イクスは止まらない。『タイタンブレード』を消したイクスが次に手にした剣は、刀身1メートル程度で刃の先端部が半円に形造られた剣だ。その半円は、人の頭一つ位の大きさがある。
馬車を襲うよりイクスという脅威を排除するのが優先と判断した2匹が更にイクスの元に襲いかかる。左右から進撃するバイソンウルフに対し、イクスは至極冷静だった。脅威と感じるよりむしろ愚直だと思ってしまった程だ。
左右に展開したバイソンウルフが迫る。
接触の瞬間、イクスは上に跳んだ。
勢い良く走っていた二匹は急停止出来る筈もなく、骨と骨がぶつかり、砕ける鈍い音がが辺りに響いた。
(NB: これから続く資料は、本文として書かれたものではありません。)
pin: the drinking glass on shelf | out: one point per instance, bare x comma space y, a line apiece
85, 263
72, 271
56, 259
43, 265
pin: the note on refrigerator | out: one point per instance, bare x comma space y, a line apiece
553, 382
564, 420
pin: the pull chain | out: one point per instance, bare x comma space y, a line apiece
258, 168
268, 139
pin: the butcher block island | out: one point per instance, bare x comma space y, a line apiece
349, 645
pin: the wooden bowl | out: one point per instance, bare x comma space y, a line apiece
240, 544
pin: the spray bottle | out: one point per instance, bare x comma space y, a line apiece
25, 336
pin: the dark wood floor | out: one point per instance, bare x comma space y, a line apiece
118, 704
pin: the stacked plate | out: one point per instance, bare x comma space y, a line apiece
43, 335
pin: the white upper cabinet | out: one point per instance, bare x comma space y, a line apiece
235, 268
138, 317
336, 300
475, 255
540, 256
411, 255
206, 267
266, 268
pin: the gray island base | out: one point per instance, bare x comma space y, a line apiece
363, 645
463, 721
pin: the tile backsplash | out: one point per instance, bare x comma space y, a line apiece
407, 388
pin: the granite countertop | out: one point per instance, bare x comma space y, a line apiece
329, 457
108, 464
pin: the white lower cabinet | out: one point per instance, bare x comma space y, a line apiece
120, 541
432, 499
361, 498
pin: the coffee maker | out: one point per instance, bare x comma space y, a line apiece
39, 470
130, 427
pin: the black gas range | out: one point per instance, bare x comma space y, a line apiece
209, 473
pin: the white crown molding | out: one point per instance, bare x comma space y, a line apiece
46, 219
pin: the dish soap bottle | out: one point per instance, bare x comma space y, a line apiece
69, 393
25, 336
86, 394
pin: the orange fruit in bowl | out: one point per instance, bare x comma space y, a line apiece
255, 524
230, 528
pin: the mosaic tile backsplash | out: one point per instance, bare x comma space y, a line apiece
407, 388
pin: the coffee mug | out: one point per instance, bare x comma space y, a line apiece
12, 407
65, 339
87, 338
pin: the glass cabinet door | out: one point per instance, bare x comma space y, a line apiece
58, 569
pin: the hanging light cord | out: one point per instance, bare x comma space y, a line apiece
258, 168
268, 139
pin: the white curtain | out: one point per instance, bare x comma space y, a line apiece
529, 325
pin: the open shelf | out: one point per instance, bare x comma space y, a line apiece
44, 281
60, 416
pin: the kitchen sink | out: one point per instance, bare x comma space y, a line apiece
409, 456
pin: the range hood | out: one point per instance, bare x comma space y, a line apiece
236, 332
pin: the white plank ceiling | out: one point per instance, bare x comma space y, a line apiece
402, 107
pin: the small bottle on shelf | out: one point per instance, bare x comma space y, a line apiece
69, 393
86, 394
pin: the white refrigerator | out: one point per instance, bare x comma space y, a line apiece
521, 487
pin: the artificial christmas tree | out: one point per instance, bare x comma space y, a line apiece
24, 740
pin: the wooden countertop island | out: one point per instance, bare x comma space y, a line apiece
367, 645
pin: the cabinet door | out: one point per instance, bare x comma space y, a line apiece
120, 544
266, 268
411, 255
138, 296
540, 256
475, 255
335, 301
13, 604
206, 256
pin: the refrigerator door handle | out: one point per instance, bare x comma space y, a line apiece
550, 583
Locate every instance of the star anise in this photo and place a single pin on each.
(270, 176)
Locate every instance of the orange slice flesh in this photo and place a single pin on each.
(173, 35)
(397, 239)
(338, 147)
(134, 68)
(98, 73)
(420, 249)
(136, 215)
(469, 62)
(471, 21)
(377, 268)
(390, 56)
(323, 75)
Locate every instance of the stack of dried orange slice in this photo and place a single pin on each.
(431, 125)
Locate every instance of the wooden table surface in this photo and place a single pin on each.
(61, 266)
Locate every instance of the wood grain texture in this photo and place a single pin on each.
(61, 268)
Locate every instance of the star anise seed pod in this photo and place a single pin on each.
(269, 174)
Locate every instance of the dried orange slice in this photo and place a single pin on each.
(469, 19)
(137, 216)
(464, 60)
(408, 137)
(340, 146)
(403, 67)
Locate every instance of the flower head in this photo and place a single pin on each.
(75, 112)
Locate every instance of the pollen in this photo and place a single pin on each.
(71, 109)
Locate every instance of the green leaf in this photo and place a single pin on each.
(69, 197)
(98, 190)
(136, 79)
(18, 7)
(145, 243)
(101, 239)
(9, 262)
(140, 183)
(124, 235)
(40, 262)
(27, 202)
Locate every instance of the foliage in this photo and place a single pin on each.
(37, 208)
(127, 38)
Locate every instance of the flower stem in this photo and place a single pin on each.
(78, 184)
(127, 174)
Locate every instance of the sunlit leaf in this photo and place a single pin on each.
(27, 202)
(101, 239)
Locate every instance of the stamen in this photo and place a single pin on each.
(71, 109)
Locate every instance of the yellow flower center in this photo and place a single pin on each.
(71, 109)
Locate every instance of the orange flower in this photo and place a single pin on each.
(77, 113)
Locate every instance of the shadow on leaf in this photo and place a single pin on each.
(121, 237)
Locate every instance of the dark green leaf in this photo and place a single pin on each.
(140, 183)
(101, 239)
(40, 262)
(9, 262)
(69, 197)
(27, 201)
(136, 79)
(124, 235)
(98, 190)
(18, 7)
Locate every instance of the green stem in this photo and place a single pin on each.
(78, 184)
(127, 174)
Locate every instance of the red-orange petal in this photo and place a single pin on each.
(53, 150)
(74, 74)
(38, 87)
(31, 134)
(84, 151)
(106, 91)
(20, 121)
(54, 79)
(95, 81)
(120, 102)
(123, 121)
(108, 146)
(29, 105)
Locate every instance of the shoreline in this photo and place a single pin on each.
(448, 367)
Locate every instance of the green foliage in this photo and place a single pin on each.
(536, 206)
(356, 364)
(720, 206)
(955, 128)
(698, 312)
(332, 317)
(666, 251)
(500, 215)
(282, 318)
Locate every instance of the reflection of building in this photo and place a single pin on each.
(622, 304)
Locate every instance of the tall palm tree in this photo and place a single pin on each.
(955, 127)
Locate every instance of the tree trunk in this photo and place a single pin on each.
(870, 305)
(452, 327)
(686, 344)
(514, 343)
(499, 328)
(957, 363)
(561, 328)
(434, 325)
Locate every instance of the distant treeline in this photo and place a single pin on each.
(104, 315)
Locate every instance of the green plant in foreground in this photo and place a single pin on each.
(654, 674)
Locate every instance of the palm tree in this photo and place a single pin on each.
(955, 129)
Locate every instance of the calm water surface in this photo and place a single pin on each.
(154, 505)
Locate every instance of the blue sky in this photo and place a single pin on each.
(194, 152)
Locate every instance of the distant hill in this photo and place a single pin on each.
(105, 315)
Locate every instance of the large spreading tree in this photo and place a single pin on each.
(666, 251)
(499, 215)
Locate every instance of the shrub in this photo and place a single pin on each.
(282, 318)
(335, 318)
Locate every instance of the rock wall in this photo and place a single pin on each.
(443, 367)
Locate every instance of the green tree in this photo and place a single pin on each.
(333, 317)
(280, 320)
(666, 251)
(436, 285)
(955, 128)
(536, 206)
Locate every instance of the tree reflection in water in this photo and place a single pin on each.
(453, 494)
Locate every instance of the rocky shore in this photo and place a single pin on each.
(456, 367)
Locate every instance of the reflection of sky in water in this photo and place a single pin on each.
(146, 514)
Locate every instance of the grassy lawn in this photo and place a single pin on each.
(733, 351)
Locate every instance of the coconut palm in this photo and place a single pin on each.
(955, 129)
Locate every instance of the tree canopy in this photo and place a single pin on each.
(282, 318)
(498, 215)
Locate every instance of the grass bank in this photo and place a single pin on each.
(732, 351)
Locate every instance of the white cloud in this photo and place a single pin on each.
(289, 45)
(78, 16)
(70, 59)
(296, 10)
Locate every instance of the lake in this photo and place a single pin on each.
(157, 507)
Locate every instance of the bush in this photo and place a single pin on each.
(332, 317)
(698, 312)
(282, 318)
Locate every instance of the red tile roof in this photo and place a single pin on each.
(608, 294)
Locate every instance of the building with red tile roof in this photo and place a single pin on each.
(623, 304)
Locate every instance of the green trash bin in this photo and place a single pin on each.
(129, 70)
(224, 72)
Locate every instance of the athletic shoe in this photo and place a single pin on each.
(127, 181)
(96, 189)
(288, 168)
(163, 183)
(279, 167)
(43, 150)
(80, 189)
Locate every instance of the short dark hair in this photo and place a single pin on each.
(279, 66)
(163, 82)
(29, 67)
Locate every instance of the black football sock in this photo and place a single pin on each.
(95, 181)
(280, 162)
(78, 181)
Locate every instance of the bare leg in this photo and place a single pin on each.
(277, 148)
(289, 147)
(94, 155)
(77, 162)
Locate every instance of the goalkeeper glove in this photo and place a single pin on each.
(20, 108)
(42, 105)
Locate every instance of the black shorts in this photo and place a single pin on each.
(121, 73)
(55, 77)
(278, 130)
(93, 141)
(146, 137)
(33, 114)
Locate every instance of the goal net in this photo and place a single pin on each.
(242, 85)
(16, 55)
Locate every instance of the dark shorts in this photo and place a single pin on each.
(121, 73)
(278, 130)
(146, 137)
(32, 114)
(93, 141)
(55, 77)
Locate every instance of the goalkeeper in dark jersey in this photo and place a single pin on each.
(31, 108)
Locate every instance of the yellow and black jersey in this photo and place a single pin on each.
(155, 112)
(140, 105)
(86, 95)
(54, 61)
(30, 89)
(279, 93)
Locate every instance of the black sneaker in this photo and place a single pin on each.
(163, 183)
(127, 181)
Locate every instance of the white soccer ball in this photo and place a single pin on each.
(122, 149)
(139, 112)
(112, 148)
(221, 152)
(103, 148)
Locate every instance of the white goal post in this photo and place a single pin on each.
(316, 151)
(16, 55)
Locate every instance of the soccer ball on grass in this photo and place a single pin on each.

残り、3匹。
自滅した二匹の上に着地したイクスは残りのバイソンウルフ達を見据える。
暫し睨み合いが続いたが、白銀の鬣を持つ長が残りの二匹に指示するかの様に2、3度鳴くと、悔しそうな唸り声を上げながら去っていった。
一瞬追おうかと思ったが、流石のイクスでも本気で逃げるバイソンウルフに追い付くのは難しいので諦めた。
「…っぷぅ。結局、使わなかったな」
呟いたイクスは『ディメンション・マジック』と『マナブースト』を解除すると、ジルギスの元へとゆったりした足取りで向かう。
「お、終わったのか?」
未だにビクビクしたままのジルギスがイクスに尋ねる。
「うん。終わったね。本当は逃がすつもりは無かったんだけど…。逃げられちゃった」
申し分なさそうにするイクスにジルギスは首を振る。
「いゃあ、おめぇさんが居なきゃ今頃おれっちとメリッサはあいつらの腹ん中だった。また助けられちまったなぁ!!なぁ、メリッサ」
「借りは…必ず返すから!!」
それだけ言ってそっぽを向いてしまった。
イクスは苦笑しながら馬を見る。瞳は揺れ、息も荒く怯えているみたいだ。
「ごめんな?怖かったろ?」
小刻みに震える首を撫でてやるが、震えは一向に収まる様子もない。
「今日はこれ以上は無理だね」
「だなぁ。イクス、いい感じの場所はあったか?」
「うん、馬車も置ける広い川原があったよ。そこで今日は野営しよう」
メリッサが馬の首を撫でながら尋ねる。
「もうすぐ休ませてあげるから、もう少しだけ頑張ってくれない?」
馬は軽く嘶くと、ゆっくりと歩を進め始めた。